His name was Brian. I'd known him since forever ... or what seemed like forever back then. We'd gone to school together since about the second grade I think, and he had always been a good friend. Both of our mom's were room mother's at school, and I don't really remember a time when he wasn't a part of my everyday life.
I'll be honest ... I think I had a crush on Brian back in elementary school. If he knew it, he kept quiet about it. His best friend knew, though, and he didn't approve. Me and Brent ... well, we weren't the best of friends. I can't remember now why that was. I don't think we disliked each other, really, I think the bantering back and forth was just the nature of our relationship; neither good, nor bad. It just was.

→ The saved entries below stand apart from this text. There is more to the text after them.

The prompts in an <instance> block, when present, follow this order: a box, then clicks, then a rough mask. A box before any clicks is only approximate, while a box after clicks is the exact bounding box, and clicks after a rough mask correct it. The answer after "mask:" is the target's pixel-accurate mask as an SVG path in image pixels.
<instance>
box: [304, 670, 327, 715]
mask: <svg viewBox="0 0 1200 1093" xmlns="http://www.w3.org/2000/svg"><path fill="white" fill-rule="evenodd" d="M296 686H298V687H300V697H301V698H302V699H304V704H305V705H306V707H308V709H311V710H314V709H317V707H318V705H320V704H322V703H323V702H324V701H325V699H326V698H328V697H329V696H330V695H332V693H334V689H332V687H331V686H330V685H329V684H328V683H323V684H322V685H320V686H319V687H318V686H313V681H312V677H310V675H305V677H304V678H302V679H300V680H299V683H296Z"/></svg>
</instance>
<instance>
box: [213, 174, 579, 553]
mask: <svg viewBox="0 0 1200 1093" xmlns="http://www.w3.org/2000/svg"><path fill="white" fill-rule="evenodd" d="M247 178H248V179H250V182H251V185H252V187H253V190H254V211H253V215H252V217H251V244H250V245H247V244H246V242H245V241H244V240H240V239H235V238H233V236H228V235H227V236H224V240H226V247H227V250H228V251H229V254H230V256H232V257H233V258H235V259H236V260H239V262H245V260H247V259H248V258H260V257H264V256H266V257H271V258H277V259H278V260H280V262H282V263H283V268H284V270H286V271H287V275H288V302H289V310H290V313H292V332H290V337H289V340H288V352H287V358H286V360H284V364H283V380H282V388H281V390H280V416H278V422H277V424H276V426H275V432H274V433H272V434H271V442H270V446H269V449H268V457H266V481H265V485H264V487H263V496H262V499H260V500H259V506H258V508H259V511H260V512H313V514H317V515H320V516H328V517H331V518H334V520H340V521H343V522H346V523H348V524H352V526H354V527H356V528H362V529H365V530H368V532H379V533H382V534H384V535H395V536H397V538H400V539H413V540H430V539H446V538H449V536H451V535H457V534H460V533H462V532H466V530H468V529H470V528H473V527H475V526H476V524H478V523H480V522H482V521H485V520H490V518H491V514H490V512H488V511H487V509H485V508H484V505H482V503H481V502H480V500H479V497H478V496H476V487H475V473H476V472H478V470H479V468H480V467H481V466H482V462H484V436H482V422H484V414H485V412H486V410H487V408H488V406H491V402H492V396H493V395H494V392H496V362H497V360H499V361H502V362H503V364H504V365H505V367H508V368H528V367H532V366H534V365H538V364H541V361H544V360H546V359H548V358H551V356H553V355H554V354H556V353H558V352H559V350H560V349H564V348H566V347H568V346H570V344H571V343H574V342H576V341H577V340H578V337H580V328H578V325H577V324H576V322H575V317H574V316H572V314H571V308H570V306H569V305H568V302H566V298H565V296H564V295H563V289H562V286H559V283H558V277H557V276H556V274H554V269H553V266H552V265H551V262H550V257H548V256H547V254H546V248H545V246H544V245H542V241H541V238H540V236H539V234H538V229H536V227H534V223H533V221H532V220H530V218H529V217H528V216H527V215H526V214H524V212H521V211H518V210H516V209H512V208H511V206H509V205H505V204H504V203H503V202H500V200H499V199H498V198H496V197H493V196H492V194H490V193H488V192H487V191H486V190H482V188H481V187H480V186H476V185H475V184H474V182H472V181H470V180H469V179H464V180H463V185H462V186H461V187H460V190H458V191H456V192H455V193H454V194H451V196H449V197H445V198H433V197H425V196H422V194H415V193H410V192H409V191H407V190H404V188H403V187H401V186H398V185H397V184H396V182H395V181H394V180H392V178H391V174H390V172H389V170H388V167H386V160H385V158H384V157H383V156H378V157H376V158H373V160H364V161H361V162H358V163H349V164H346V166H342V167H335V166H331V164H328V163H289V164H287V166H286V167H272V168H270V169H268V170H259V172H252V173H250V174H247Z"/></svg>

That first kiss took place near Brian's locker after school sometime in the seventh grade. It was a quick affair, and I think we both wound up laughing about it even as we parted. Like I said ... the kiss itself was nothing to write home about, but I could've done a lot worse with the boy.
My first love. This one is more difficult. There's a lot of feelings wrapped up in this one.
Kelly. We'll just stick to first names here because that's best, I think. I dated Kelly for about two years ... and in high school, that's a very long time. He was a good guy. One of the best.
He was funny,
kind,
sweet,
and sentimental.
When I look back now on the relationship we shared, I can see it with a clarity I couldn't while we were in the middle of it ... and I understand why the two of us never made it past our senior prom. Back then, though? Being together felt like everything. It felt like the world. And at seventeen, it really was.
*~*~*~*~*
I have no idea what ever became of Brian. He was a handsome guy, and was always one of those super smart kids in school. I'm sure he's done very well for himself, and I hope that he has a wife he really enjoys kissing.
Kelly and I have inadvertently bumped into each other once or twice in the long stretch of time since our high school graduation. We both have spouses and families ... although there is very little else I know about him now. I think of him fondly, and I wish him the best. I will always be grateful that he was my first love.